9 Comments on “Photos from Slides of a Modified Dually CJ-5 on eBay

  1. Barney Goodwin

    Interesting photos from my hometown of Houston. The Jeeps probably were brought in by Woodie’s Jeep which opened in 1945. First Jeep dealer in Texas and closed in 1986. We have the remnants and library of it here at Barney’s. As these are painted Omaha Orange already, they may be on loan for the show by a construction, drilling company, or local government agency. as there are other orange pieces on that side of the road. Note also the Scout 80 with winch and Travelall behind it on the last picture.

  2. John

    It reminds me of the aircraft tugs we had in the Air Force in the 90s.
    The front clip and front cab were YJ parts..there wasn’t much in back of the driver other than a shortened “bobcat” frame and duallys.

  3. Telsta Lamplighter

    forget the jeeps , look at those old AERIAL BUCKET LIFT TRUCKS !! — thats my specialty , I used to fix them for years and years , so much fun , elevate , rotate , extend , they had to work perfectly or you would lose someone — honestly , there was few people I wouldnt have minded losing — I almost lost an arm in a Telsta boom once — you had to be very careful — 40 feet is a long way to drop — a lot of the older ones had big Onan generators to power the lift — Marvel carburetors — we had some early lifts that were HAND CRANKED !! — our Utility Body lift truck had a ladder going up the boom to the bucket , handy in case something malfunctioned in the unit — of course we had one guy that forgot to lower the bucket from a telephone pole and drove off — he went down the ladder and forgot to lower it — he ripped down cable , phone and some power — then he did it again , he was old , senile — we wrote him up , though never fired him — costed thousands to repair that unit — giant hydraulic ram just ripped apart — I liked going up in the Telsta T-40c bucket ( The Cadillac of old buckets ) and scanning the beach for bathing beauties — we were right on the beach , awesome place to work , plus the $125 an hour I charged for AERIAL BUCKET LIFT REPAIR AND SERVICE !!

  4. Mike

    Telsta Lamplighter,
    Enjoyed reading your commentary, reminded me of a similar equipment show held at my home town city garage in Clifton, 1962. I still remember a 1962 Chevy aerial bucket truck on display, and they were giving spectators rides up, up, and away in the bucket. I was 12 years old, attending with my childhood friend “Crazy George”. It was the first time either one of us had seen this type of equipment. The salesman offered both of us a ride up, I was too scared, but of course “crazy George” took him up on the offer.

  5. Barney Goodwin

    I retired as a City Garage Superintendent for Chillicothe Ohio. An event we held occasionally was
    Touch-A-Truck in the City Park. We’d clean up and display our trucks and equipment and demonstrate some of it. Police and Fire would join in with their cars and fire trucks. It was very popular . No Jeeps. But before my career, they did have a DJ3A for parking enforcement which was later replaced by a Cushman.

  6. Mike

    Barney Goodwin
    Touch-A-Truck is a great way of showing our youth that there are more exciting things to do in life than sitting all day in front of a computer. We need more of this type of community involvement. The most exciting part of my life as a kid in the 1950’s, was spending Saturday afternoons playing on an old out of service fire engine parked behind the city garage. Glad we can share stories and posts, in my opinion, today’s generation could a lot from us old guys. Thanks Barney.

  7. Barney Goodwin

    I think a man I knew back in Houston had one of these orange “fleet” Jeeps and I took a photo of it back in ’72. I’ll find it and forward it to Dave for posting. I remember it being a’66 with the same hard top shown here except full, and even the windshield frame was orange indicative of a special fleet order as production models had black windshield frames.

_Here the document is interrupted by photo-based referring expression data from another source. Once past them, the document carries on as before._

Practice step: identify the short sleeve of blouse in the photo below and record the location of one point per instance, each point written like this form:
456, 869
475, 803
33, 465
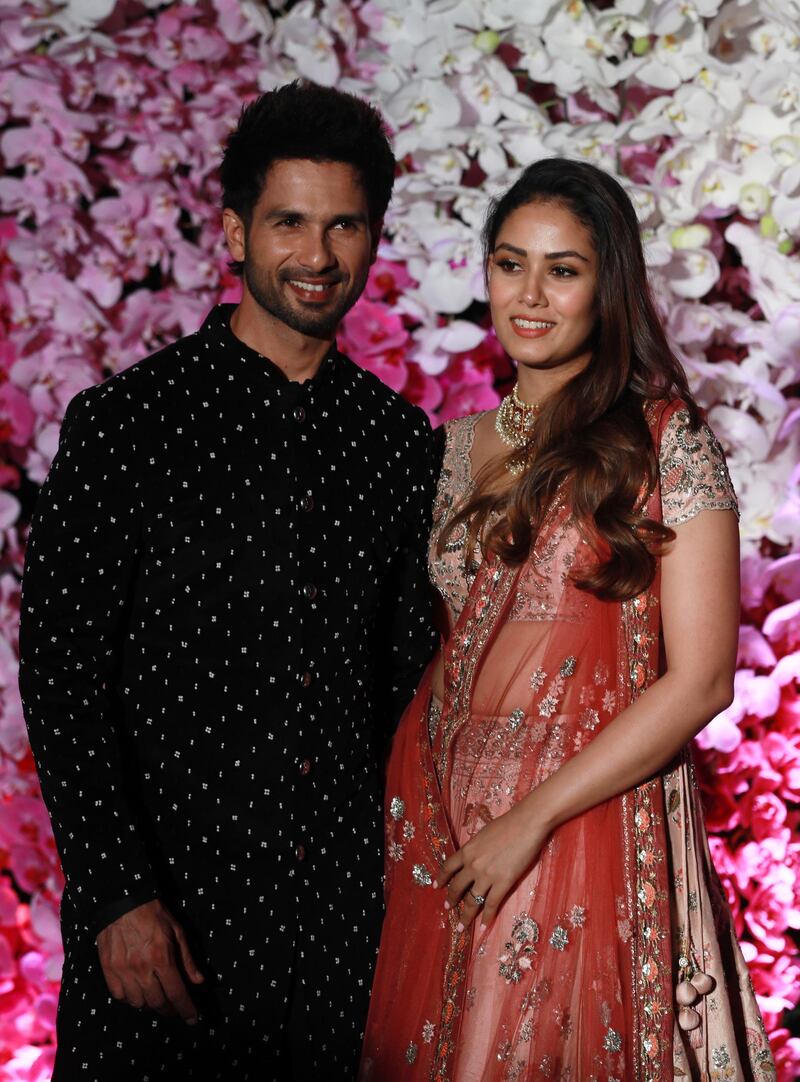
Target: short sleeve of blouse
693, 472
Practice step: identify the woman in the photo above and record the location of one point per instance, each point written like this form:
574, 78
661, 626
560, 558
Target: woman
552, 911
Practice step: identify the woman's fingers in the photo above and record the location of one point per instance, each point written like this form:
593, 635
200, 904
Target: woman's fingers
473, 904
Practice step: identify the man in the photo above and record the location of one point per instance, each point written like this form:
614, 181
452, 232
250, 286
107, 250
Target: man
225, 610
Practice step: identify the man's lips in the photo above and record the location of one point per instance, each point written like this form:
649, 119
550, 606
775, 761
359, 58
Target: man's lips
530, 328
311, 291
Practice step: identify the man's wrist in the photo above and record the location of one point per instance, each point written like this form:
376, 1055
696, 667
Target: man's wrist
119, 907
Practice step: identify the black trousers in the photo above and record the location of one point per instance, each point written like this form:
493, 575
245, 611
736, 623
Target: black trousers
288, 963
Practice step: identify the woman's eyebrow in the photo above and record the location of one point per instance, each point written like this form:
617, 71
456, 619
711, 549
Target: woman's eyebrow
549, 255
565, 254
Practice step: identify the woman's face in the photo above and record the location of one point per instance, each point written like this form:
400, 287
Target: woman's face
542, 286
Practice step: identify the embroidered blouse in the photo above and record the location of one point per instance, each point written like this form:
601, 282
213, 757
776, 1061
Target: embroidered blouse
693, 474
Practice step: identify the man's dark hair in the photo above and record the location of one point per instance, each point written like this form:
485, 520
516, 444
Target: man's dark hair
304, 120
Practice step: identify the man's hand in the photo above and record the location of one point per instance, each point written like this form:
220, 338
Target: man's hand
490, 863
144, 955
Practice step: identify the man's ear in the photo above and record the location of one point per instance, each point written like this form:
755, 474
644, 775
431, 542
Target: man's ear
376, 229
235, 233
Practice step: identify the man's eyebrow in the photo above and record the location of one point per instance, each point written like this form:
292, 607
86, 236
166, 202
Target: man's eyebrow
549, 255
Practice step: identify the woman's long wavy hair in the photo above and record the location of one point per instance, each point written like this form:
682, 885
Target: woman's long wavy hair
591, 441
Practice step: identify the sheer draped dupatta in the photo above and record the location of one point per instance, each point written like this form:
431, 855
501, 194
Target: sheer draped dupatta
574, 978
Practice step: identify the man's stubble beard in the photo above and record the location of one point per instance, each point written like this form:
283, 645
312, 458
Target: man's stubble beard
323, 326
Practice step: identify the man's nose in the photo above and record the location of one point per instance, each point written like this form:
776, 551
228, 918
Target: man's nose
533, 292
315, 252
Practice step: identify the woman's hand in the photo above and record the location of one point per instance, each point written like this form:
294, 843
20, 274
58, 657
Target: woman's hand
493, 861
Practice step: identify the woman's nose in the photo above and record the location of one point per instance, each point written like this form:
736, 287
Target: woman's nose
532, 292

  8. David Eilers Post author


    I’ll post that pic you sent me when I get a chance. My email is acting goofy this morning.

    – Dave

  9. Mike

    In my home town of Clifton NJ, there was a big push to paint all city vehicles orange. Around 1964, the city council did pass an ordnance to this effect, lasted for a couple of years, then back to the green the city had for decades.